Mushrooms

I do not want to write a pile of shit. I write a pile of shit and then despair that maybe I’ve forgotten how this whole process works, or if I’ve ever known in the first place. I sit down and stare at an empty document because what if it’s as bad as yesterday? What if the next session is bad? The next paragraph? The next sentence? But I know my craft, and I know it means treading ahead. 

I hate what I do.

Mostly because my waking hours are either spent absolutely aching to write, or running away from writing once I get the time to do so. And yet I write– even when I don’t, I give myself the badge. I am a writer. I write novels. I have a blog. I’m working on a poetry anthology. I’m sorry, what was that? No, you can’t see any of it, please fuck off. Please.

My worst nightmare: (besides snakes, becoming an evangelical pastor’s wife, getting into an accident that permanently burns 75% of my body, assault, and being alone in empty houses) to become Kafka without the actual merit or talent of Kafka. To be the gloomy, starry eyed vincent without an attic full of paintings to prove it. To die without seeing my legacy take off, and then, when it comes time for me to haunt my grandchildren, find out that they dumped the almost-completed-not-quite-ready-yet manuscripts into the garbage. My handwriting was always impossible to read, anyway.

Pile of shit– I keep shoveling.

I do some very good work somedays.That would be enough to make up for all the other days, but sometimes I wake up the next morning to read, realizing what I thought was something to show off isn’t good at all. No good at all. Sometimes I write and know in my bones that there’s not a single bit of passion in what I’ve just written. Then there are times that feel like my heart is beating in the open air.

At the time that I write this, the wifi has been off for two days. I’ve been guaranteed that it’s going to extend to three. (At the time of transcribing, the wifi has been back for a few days. I went on to talk about all the amazing reading I was doing… I’m embarrassed to say that after modern life resumed, it only took me two hours to return to my usual social media binges)

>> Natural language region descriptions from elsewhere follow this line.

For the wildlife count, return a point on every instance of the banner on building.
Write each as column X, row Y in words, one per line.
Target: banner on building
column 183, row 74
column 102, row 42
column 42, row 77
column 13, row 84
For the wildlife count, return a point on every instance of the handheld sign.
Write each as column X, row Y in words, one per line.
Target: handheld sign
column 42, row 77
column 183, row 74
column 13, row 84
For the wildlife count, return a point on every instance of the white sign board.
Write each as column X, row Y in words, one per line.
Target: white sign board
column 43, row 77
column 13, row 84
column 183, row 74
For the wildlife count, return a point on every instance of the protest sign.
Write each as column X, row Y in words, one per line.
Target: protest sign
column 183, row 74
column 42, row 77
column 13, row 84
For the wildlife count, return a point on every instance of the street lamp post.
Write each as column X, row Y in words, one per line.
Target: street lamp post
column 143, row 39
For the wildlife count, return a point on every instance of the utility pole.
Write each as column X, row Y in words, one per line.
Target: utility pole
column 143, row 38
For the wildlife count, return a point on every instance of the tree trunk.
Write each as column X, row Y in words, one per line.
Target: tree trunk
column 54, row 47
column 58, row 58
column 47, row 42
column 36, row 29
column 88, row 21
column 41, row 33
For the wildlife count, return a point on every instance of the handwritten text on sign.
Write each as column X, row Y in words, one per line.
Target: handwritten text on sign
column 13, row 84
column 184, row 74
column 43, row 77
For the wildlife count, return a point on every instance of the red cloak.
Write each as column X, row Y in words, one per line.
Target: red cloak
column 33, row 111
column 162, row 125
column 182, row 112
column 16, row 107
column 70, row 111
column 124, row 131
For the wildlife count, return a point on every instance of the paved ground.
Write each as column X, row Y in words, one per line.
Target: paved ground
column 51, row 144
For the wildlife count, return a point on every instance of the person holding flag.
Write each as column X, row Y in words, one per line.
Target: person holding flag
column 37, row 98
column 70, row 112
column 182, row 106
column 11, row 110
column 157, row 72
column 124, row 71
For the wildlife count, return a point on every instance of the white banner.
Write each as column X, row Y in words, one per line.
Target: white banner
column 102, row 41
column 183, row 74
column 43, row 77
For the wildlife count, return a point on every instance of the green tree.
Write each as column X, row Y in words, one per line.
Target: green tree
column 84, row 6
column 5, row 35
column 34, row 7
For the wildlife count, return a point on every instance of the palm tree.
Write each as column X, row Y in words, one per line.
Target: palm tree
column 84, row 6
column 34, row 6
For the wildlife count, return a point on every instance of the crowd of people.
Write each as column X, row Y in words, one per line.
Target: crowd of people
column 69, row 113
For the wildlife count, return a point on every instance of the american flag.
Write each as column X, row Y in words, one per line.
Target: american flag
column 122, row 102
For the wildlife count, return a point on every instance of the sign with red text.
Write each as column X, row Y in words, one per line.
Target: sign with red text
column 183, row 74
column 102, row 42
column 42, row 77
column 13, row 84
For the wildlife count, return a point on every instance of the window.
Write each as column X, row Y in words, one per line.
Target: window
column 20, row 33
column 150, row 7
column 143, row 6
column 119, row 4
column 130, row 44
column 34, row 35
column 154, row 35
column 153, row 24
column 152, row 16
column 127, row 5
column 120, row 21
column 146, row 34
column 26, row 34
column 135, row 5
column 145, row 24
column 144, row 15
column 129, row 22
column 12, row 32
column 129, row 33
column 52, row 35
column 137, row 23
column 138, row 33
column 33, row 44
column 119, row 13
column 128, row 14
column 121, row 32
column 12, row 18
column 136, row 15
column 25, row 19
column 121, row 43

I’ve just finished the second chapter of my book. Hate, hate hate. How is it I always begin to loathe novel at the 10,000 word mark? It’s like clockwork, like the seasons changing. But this time I’m determined. Even if when it’s finished I shove it ina  cabinet and abandon it for another (like I always do) I can say I’ve got a manuscript finished. I know how mysterious these practices seem to my family. A childhood friend only read my work THIS YEAR, and I’ve been scribbling thing since age nine. Age nine! And since 9 you would think I would have noticed that the pattern is the same. A brilliant idea- character art, storybuilding, worldcrafting- this can go on for weeks. Pinterest is my methamphetamine. I get a buzz from connecting dots, sketching profiles, concocting playlists. Then, the outline. This feels like work but it’s really just playing in a sandbox, the sandbox first created by the spark. When the outline is deemed “good enough” I agonize over the opening line, until finally I just settle on a placeholder. 

“It’s a first draft,” I’ll say. “What matters is that you put something down on paper.”

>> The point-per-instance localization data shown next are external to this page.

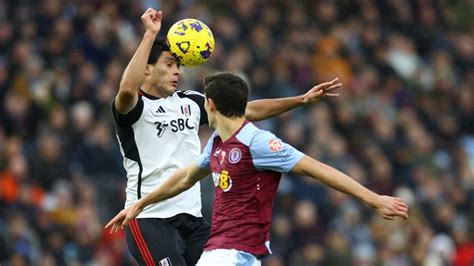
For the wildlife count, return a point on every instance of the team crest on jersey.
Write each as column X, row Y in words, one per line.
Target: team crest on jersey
column 186, row 110
column 275, row 145
column 222, row 180
column 235, row 155
column 218, row 150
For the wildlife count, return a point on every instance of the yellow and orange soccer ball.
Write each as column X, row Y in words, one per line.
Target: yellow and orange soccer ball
column 191, row 42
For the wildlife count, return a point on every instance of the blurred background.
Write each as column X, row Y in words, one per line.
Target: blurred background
column 403, row 124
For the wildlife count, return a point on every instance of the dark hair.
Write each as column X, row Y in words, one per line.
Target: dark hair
column 229, row 93
column 159, row 46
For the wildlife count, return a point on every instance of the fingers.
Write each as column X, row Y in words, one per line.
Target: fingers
column 334, row 87
column 125, row 222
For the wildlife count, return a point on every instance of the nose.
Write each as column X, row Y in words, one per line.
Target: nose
column 176, row 71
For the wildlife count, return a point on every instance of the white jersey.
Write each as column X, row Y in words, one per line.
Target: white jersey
column 159, row 136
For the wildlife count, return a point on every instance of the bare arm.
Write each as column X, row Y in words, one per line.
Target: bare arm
column 266, row 108
column 132, row 77
column 387, row 207
column 178, row 182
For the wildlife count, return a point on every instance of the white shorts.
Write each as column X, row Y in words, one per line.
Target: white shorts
column 227, row 257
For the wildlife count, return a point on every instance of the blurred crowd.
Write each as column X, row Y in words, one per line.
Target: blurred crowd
column 403, row 124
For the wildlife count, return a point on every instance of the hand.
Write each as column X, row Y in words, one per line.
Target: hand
column 151, row 19
column 322, row 90
column 121, row 220
column 390, row 207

Chapter one begins. This takes days. Sometimes it’s as far as I get. The furthest I’ve ever gotten is to chapter twelve. This was in 2011. I was eight years old.

I actually tallied all the fully outlined, fully romanticized projects, for your benefit  and mine. This isn’t a tally of every project started, or every idea I’ve had, but every piece that I still count as “pending,” projects that I’ve unravelled into notebooks, beat into word docs, and laid aside waiting until “the right time.”

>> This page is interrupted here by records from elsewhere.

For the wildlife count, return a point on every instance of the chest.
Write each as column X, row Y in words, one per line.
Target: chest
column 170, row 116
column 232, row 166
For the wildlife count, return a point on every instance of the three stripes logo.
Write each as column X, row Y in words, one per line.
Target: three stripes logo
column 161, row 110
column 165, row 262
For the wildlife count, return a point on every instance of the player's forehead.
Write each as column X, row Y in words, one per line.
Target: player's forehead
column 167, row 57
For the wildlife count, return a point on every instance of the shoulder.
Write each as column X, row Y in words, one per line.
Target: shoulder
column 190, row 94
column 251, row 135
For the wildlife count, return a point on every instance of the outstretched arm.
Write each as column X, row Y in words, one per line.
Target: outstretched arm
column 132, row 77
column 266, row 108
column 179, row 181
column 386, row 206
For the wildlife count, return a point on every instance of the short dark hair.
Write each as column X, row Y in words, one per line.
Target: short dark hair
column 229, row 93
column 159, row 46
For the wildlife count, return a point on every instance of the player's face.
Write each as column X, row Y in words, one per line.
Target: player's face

Nineteen projects. Five screenplays, two graphic novels, twelve novels. 19 in total.

It’s got to be absolutely maddening to be my parent.

Sometimes this writer energy feels like a role that’s been inherited, though I came from a pretty blue color lineage for as long back as we’ve been able to track on either side of my family. As I write this I’m reminded of yet another project I have stewing, a book about reincarnation. Make that twenty projects.

Pausing from writing, I see a small mushroom taking root in the unforgiving potting soil that I’ve been attempting to propagate succulents in. It’s twice the size of what it was this morning. This is real life– I try to grow succulents, I get a mushroom instead.Sometimes there’s no better analogy than real life.

God, I hope I’ll at least grow a few mushrooms out of these efforts.